Sometimes, my love for the city of Pittsburgh petrifies me.
Case and point: I willingly sat through the entirety of Abduction for no other reason than because the movie was set in the City of Champions.
Oh, the trailer pointed to nothing special for most people. It was clearly just a vehicle to squeeze some cash from members of #TeamJacob in withdraw from the most recent Twilight installment. But when I saw that kid in a Roberto Clemente jersey blitzing his merry way around PNC Park, home of my beloved Buccos, in the trailer, I knew I'd have to see it.
At the high end of my expectations, I had hoped Abduction would be a movie so bad it'd be good, ala Sudden Death (a bona fide Pittsburgh classic). Alas, it was nothing of the sort. It was just boring.
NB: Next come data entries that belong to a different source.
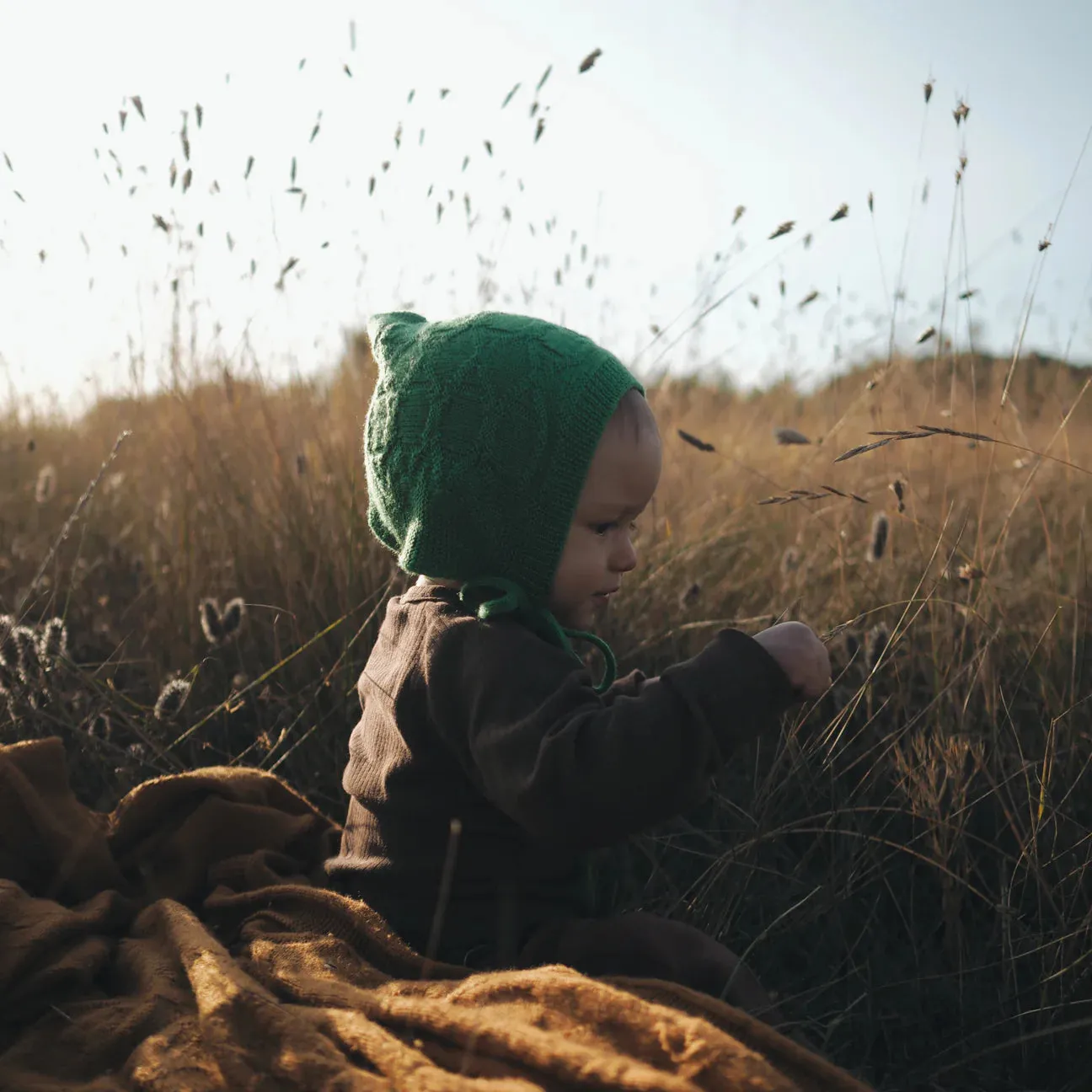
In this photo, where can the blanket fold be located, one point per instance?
(185, 943)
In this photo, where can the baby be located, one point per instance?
(506, 458)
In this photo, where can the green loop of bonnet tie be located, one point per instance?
(515, 601)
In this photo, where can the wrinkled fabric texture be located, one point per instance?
(179, 944)
(486, 724)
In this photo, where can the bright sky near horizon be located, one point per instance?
(786, 107)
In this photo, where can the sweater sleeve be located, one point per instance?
(582, 770)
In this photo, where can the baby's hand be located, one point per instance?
(800, 654)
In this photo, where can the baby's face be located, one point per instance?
(622, 479)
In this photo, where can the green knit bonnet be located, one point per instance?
(478, 442)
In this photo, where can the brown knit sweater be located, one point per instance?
(490, 724)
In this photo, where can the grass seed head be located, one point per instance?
(30, 672)
(878, 539)
(690, 594)
(45, 488)
(211, 624)
(52, 643)
(99, 727)
(785, 435)
(170, 700)
(232, 619)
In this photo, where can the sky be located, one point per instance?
(622, 218)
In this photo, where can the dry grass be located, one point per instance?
(907, 864)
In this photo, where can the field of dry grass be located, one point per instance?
(907, 864)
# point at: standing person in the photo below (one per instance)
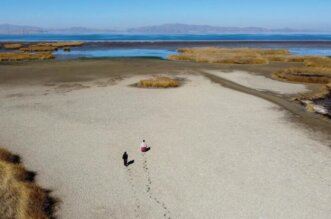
(125, 159)
(144, 147)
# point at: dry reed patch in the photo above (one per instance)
(12, 45)
(159, 82)
(315, 70)
(20, 197)
(50, 47)
(23, 56)
(234, 55)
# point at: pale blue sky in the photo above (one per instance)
(121, 14)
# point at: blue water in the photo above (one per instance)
(160, 53)
(161, 45)
(166, 37)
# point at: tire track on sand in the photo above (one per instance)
(134, 192)
(148, 188)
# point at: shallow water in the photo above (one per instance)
(99, 53)
(162, 45)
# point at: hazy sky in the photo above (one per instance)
(120, 14)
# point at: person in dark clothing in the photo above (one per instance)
(125, 159)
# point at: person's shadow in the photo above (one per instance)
(125, 160)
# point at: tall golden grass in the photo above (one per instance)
(23, 56)
(20, 197)
(315, 70)
(234, 55)
(159, 82)
(12, 45)
(50, 47)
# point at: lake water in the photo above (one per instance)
(161, 45)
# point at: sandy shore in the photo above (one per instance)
(216, 152)
(261, 83)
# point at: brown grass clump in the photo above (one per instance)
(23, 56)
(37, 48)
(315, 70)
(50, 47)
(160, 82)
(235, 55)
(20, 197)
(12, 45)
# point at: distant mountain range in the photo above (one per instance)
(158, 29)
There were, of course, some other signs of hope beforehand. The supporting cast is actually quite impressive for a teen action flick released in September. Lautner's parents (I can't recall what his character's name was and don't care to look it up, so deal) are played by Jason Issacs and Maria Bello, Sigourney Weaver is his therapist, and Alfred Molina fills the role of a top CIA official trying to reel him in once he goes on the run. And directing that impressive group of actors is none other than Academy Award nominee John Singleton. That would've meant something 15 years ago, but unfortunately for Abduction, Singleton has been slumming around in Hack City for a solid decade now. But even during the earlier, promise-filled stage of his career, I doubt Singleton could've directed much of anything worthwhile from this snooze-fest of a script.
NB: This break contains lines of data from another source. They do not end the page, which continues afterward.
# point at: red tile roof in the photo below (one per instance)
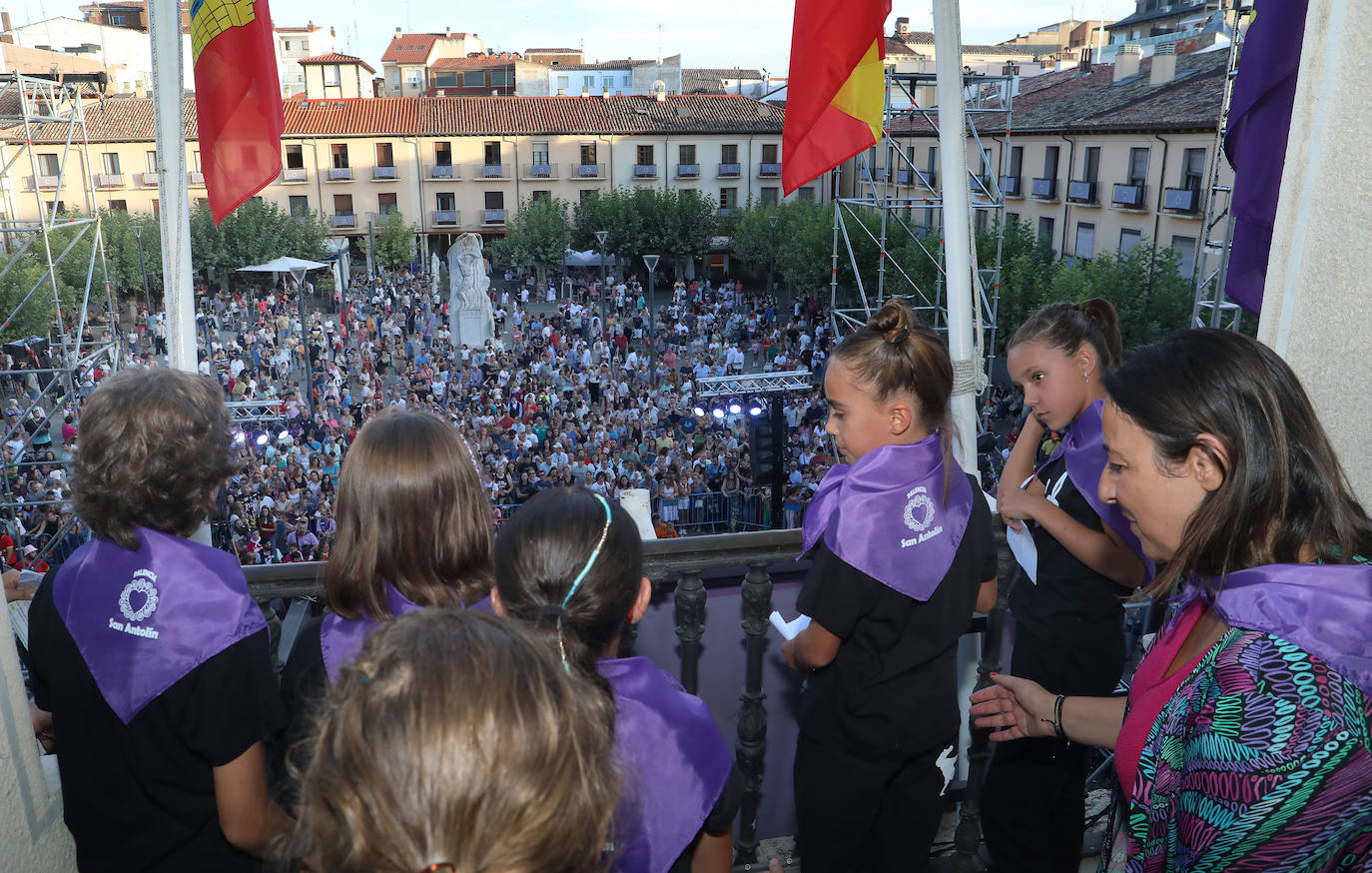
(337, 58)
(1071, 102)
(477, 62)
(131, 118)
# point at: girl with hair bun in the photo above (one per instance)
(571, 563)
(1069, 618)
(903, 553)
*** Do yourself a favor and keep on reading so you don't have to subject yourself to this dull excuse of an action flick, but if you care about avoiding SPOILERS, be warned there will be plenty of them from here on out. ***
The plot is flimsy, un-engaging and filled with random occurrences (there's a bomb in the oven!) that do little more than place our hero in a position to punch, kick or evade his pursuers. And as a bonus, we even get such memorable dialogue as, "I just saw my parents get murdered... in front of my eyes." Now, I'm sure that line was intended to convey a great sense of anger, confusion and loss, but with the limited prowess of Lautner's acting abilities, he couldn't even deliver it in a manner which I felt comfortable transcribing it with an exclamation point.
Our boy Taylor shows absolutely zero signs of being a capable actor in his first starring turn. You know how lessor reviewers fall back on the comparison of an awful performance to that of a block of wood? He's so bland, I can't even bother to concoct a creative way to tell you how uninteresting of a job he did here. I hope the kid either takes some acting classes or goes into male modeling full-time because I don't see how he'll have much of a future in Hollywood once that Twilight fame starts to fade. In other words, he probably couldn't out-act a block wood.
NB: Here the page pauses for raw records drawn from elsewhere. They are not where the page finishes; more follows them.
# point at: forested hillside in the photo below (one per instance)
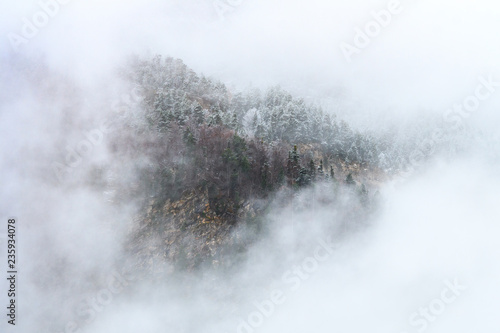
(216, 159)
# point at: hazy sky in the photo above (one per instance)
(435, 228)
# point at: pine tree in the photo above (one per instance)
(349, 180)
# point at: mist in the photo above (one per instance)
(423, 260)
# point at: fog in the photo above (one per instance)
(432, 244)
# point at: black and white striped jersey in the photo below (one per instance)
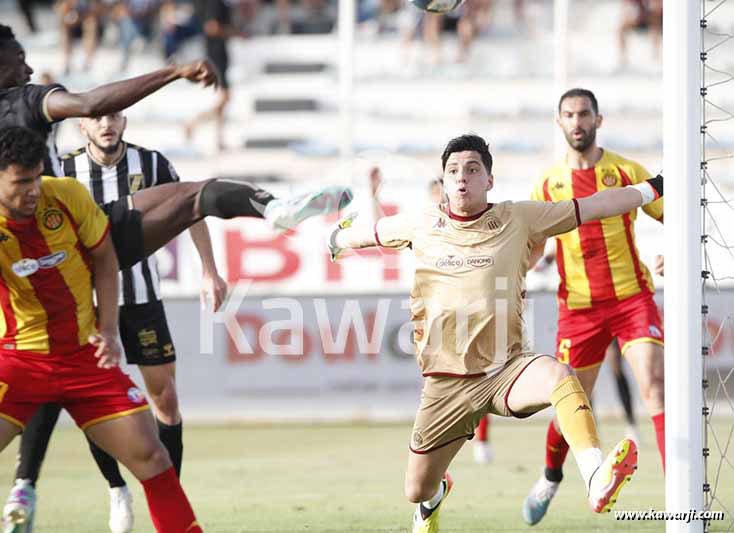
(137, 168)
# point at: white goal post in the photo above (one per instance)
(682, 156)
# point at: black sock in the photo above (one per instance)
(554, 474)
(172, 439)
(624, 394)
(34, 442)
(107, 465)
(229, 199)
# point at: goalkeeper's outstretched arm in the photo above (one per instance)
(348, 237)
(613, 202)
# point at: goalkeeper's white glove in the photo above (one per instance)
(334, 250)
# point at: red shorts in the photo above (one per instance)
(88, 393)
(585, 334)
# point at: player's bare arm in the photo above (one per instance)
(613, 202)
(213, 287)
(104, 270)
(119, 95)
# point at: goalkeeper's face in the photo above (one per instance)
(579, 123)
(466, 182)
In short, Abduction is not worth your time, even if you're as Pittsburgh obsessed as I am.
I suppose my expectations were skewed by some other decent, yet unspectacular movies filmed in my old hometown in recent years, such as Zack & Miri Make A Porno, The Next Three Days, She's Out Of My League and Adventureland. We Yinzers were not so fortunate this time around. Hey, at least we still have a collapsing Heinz Field in The Dark Knight Rises to wipe the memory of Abduction away!